I've been tagged by the Dancing Unacknowledged Genius. Five Things meme, here I go -
IN MY PURSE:
1. Ultra Mentha Lip Shine - "the ultimate mint-infused balm" it says on the tube. I LOVE this stuff. Have never heard of it before, but a family member gave it to me for my birthday. Never thought I'd ever carry (or use) anything more than chapstick with me. I'm going to cry when this tube runs out unless I take proactive measures to find out where to buy it before then. Although that's about as likely as me not losing my car keys every 10 minutes. You will notice they are not on this list.
2. Maximum Strngth Gold Bond Medicated Anti-Itch Cream. I'm allergic to new stuff every day (at least it feels like it sometimes). I don't want it to slow me down, so any hives get a shot of this. The only bummer is it smells "medicated." Works great, smells ... sorta zesty.
3. My cell phone, which if I remember to turn it on, has the ringer on silent. So friends often find it extremely frustrating to try and reach me.
5. Glasses. I wear them only at work or when driving at night. I don't seem to remember to use them when I'm running around the house or just in general on the weekends. Unless we go to a movie.
IN MY REFRIGERATOR:
1. Those 12 oz plastic bottles (mini?) of Regular and Diet Coke.
2. Starbucks Mocha Frappa Whappa Chino Shamalamadingdong. Mr. Zoom isn't one for traditional coffee in the morning. He has been a Mocha Frap addict for years.
3. A bottle of Blackthorn Cider (We love Trader Joes).
4. Peels Blueberry Pomegranate "premium malt beverage with 100% pure fruit juice concentrate, natural flavors and color from blueberry and carrot juices." I am not kidding you, all of those words are on a 4 pack of pure crazy that apparently Mr. Zoom and I had to buy while wandering the liquor department at Ralphs. Have I tried one? No. Will I? I can't answer that. Any "trying" I do with that will have to involve me forgetting that there is CARROT flavor in it.
5. My Dad's latest wacky food offering. It's an apple carmel cake. Or so he claims it is. He's really a great cook, but he insists on making the most obscure item he can find.

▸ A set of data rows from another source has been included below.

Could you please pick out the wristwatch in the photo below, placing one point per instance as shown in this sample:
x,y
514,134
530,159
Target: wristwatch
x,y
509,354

And even the ones he makes that you've heard of, there's always some twist to it. "LOOK, I made a pie with no crust and substituted shampoo where the recipie calls for butter!"
IN MY CLOSET:
1. Doc Marten Boots.
2. Doc Marten ... uh... Mr. Zoom calls them "Mary Jane Like" shoes.
3. Sweaters. Sweaters that hate me and never want to be worn.
4. Drawer of socks.
5. Drawer of belts.
IN MY TRUCK:
1. Gir Air Freshener
2. Happy Bunny "You Smell Like Butt" Air Freshener
3. Bat Beanie Baby that rides in my ashtray. It looks exactly like my kitty Slausen did when he was a baby.
4. 5 cds of mixed songs from itunes.
5. Lots and lots of empty water bottles.
And I'm suppolsed to tag 5 people, but I'm going to leave it open to anyone who would like to be tagged.